City of Powell River Council has given approvals for a development known as Joyce Commons to proceed.
At the March 19 city council meeting, councillors voted to approve variances for the properties at 4747 and 4753 Joyce Avenue, and a development permit to facilitate the construction of the facility.
The initiative came from the City of Powell River’s committee of the whole, which reviewed the new property development for Joyce Avenue that will combine commercial and residential uses.
Manager of planning services Jason Gow outlined the Joyce Commons development during the March 3 committee of the whole meeting.
Gow said a rezoning application had come to council in October 2018. The two properties, located just north of the First Credit Union building, were single family residential zoned properties and they were rezoned to a comprehensive development zone, which is a mix of multi-family residential and commercial use. The commercial uses are not intended to create heavy volumes of traffic and are geared to providing live-work opportunities in the proposed units that front Joyce, according to Gow.
He added that the driving force behind having a commercial appearance fronting Joyce was largely the city’s planning department, and the reason behind this is the city wants to maintain the commercial appearance along Joyce, as it is one of the city’s premier commercial precincts.
Gow said the proposed commercial development is a two-storey building with a flat roof and large storefront-style windows. The buildings are right out to the road dedication on Joyce.

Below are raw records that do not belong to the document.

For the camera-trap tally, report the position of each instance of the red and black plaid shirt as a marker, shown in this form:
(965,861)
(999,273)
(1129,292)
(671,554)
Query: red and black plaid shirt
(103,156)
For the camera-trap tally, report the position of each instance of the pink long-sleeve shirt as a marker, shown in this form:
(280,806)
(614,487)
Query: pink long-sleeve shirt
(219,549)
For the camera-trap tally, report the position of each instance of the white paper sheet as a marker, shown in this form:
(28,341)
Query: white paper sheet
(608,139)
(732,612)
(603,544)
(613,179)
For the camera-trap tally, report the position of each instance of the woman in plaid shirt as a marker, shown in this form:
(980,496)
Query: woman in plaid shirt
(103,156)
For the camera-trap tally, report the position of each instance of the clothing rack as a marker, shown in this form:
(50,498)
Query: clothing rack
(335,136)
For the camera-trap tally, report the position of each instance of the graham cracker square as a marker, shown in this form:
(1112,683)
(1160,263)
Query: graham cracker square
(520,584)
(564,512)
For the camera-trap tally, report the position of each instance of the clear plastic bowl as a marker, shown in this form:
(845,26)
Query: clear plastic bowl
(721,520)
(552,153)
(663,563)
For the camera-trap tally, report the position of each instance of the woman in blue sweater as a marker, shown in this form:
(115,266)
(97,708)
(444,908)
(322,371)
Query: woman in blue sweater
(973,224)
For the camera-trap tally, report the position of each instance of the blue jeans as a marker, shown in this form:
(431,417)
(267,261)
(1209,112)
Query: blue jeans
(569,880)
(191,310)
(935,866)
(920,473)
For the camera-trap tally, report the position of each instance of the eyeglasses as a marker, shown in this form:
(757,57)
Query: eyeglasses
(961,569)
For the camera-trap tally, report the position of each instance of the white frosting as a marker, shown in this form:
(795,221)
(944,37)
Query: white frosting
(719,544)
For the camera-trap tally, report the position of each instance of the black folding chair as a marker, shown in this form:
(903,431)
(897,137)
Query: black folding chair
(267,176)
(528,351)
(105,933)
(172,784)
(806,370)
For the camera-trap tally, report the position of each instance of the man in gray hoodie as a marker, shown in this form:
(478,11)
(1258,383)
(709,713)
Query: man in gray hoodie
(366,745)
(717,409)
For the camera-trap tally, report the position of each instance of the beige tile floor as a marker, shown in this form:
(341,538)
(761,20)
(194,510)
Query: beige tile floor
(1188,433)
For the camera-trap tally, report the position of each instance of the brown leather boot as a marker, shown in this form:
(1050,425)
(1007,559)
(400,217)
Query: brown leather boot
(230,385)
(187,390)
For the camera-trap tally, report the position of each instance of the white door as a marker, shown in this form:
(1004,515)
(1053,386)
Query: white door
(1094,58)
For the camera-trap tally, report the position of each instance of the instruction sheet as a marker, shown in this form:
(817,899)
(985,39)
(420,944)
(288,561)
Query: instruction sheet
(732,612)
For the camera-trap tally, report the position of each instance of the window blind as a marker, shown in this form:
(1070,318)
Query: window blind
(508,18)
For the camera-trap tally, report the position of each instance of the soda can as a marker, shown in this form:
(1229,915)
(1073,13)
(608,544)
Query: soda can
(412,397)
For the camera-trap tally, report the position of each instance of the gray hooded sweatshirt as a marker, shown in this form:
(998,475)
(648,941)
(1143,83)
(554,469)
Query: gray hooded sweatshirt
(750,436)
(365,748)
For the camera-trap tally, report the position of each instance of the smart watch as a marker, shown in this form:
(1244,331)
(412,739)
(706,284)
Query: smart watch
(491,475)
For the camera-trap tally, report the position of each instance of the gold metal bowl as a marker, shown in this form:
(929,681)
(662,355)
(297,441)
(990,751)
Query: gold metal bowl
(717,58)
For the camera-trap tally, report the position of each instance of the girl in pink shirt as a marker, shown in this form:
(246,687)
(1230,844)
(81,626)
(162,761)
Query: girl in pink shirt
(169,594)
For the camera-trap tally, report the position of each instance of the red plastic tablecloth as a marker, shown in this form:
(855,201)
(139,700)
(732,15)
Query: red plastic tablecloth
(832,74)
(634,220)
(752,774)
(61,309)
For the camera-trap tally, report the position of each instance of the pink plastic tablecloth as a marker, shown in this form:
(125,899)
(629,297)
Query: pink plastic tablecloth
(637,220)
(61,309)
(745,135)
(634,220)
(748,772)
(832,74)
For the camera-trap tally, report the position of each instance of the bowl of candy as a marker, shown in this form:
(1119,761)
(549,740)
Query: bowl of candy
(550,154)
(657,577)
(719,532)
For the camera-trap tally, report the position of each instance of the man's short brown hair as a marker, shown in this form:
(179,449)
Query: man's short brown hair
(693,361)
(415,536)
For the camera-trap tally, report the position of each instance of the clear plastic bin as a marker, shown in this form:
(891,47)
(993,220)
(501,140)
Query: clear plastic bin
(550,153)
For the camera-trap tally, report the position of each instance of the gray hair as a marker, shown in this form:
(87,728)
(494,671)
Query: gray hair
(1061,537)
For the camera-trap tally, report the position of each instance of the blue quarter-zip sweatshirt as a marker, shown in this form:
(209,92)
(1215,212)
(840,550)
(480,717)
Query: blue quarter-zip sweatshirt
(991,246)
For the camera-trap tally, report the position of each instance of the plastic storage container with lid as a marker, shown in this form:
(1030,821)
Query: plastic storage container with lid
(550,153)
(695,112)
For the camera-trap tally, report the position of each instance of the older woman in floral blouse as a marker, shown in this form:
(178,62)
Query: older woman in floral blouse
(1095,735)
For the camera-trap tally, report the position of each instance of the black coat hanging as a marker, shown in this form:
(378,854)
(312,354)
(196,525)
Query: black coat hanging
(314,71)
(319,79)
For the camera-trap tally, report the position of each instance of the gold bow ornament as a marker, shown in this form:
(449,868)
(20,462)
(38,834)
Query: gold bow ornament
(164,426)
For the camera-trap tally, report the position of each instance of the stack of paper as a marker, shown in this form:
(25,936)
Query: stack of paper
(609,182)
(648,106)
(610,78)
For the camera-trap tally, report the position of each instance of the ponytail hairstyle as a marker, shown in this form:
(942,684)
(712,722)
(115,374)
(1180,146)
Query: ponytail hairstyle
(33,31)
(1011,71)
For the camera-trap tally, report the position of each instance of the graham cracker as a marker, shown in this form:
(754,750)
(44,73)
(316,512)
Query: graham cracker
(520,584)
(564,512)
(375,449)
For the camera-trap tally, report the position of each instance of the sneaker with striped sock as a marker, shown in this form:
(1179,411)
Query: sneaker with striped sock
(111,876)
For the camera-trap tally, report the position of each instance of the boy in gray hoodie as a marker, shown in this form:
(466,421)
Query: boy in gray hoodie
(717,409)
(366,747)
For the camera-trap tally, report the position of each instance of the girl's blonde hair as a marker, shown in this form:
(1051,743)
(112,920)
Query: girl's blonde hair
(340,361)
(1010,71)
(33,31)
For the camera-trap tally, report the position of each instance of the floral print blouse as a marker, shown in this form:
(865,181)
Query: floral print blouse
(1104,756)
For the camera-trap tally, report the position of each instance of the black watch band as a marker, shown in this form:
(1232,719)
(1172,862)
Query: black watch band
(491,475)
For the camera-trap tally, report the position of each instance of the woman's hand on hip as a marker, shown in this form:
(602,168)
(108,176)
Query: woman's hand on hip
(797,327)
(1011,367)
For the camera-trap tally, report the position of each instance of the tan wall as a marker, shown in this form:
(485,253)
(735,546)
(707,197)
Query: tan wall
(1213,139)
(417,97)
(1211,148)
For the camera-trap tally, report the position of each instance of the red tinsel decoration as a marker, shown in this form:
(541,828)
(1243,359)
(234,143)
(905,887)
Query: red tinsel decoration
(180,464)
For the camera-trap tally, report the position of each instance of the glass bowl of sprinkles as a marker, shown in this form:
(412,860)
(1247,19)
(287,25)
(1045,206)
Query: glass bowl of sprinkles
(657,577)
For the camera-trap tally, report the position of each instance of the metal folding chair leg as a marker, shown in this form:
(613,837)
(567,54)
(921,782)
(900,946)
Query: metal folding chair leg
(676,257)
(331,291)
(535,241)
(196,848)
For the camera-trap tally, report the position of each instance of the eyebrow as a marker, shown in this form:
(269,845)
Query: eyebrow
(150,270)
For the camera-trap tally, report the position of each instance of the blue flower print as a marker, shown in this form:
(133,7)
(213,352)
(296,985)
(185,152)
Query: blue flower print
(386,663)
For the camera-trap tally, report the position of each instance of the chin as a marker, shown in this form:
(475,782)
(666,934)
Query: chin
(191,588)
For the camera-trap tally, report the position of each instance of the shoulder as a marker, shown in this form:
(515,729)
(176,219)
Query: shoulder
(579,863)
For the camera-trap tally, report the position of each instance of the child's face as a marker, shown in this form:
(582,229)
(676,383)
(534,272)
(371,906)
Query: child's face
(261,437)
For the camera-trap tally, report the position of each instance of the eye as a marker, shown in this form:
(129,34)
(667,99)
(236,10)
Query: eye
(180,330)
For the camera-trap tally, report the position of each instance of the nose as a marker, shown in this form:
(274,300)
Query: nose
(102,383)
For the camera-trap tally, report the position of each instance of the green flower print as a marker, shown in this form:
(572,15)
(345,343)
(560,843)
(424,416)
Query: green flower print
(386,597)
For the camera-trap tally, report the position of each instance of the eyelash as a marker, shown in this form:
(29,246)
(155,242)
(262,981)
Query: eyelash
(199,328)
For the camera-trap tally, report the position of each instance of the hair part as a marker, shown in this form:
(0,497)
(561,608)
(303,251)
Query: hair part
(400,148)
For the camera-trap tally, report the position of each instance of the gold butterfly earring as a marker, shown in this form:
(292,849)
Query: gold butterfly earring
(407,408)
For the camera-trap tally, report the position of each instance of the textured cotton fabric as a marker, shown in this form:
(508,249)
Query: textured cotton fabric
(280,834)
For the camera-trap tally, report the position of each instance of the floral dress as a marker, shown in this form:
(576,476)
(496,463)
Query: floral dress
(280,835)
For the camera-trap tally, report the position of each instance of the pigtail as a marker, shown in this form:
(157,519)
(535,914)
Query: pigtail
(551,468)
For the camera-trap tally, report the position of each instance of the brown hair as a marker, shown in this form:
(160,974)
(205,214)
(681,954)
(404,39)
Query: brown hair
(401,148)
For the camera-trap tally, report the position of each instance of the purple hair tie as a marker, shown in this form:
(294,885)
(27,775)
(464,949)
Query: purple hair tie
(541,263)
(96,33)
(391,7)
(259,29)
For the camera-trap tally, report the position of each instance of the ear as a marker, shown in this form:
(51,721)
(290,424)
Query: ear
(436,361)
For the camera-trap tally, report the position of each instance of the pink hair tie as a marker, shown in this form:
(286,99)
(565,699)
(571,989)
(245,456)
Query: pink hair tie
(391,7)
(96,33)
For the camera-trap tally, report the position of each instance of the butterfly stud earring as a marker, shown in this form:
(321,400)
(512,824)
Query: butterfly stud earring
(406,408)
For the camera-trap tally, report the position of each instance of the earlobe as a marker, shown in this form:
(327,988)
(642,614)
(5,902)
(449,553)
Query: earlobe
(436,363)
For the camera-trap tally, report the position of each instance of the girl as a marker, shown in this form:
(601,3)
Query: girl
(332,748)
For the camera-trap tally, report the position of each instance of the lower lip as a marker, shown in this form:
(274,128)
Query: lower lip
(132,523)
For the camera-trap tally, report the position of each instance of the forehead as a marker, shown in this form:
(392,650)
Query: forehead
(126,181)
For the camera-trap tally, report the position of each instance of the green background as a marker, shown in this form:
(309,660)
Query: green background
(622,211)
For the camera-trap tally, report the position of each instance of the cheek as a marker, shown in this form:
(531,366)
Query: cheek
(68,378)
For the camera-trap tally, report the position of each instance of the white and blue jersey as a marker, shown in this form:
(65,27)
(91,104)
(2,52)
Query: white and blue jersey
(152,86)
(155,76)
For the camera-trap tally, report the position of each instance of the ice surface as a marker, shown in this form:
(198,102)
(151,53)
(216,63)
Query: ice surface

“It’s intentional because what we are trying to do is connect the pedestrians to the storefront so we are not getting parking in front of the commercial fronts,” said Gow.
What is proposed for the property behind the commercial fronts is 14 small one- and two-bedroom units that are ground-oriented.
“They don’t have stairs and are easily accessible from the access lane in the development,” said Gow.
There will also be eight second-storey units, so in total this development is proposing 22 residential units, said Gow. The residential units will use a gabled roof with some articulation to indicate the units below, said Gow. The exterior materials used will be largely fibre-cement, so it will be hardie plank panel siding with some West Coast materiality, such as Douglas fir post and beam construction.
The ground floor units have a semi-private patio space and there is also a communal gathering area, said Gow.
Councillor George Doubt said it was an interesting style of housing. He said he didn’t think there were a lot of similar developments available in the community. He asked a question of the developers in the audience about whether the development was intended to be residential rental housing, and if it is, whether it would qualify for affordable rental housing.
Developer Al Austin said the properties would be rented at market value.
Gow said the developers are applying for two variances. The first is tied to the north property. He said there is a required three-metre setback adjacent to a residential property. The applicant is proposing a 1.8-metre setback. The second variance is tied to the lot coverage. Gow said the maximum coverage in the zone is 40 per cent of the lot and the proponent is requesting the coverage be increased to 45 per cent.
Councillor Cindy Elliott asked if there would be restrictions on how the traffic would flow around the development.
“There’s a lot of pedestrians and a lot of traffic on Joyce Avenue,” said Elliott. “I’m concerned about people getting hurt there.”
Gow said there is a bigger initiative to look at the Joyce Avenue corridor that the city’s engineering department is currently working on.
Councillor CaroleAnn Leishman said she wanted to thank the proponent for thinking outside of the box.
“It’s the type of development that we are lacking,” said Leishman. “This is a really great way of providing rental housing and I love the mixed use.”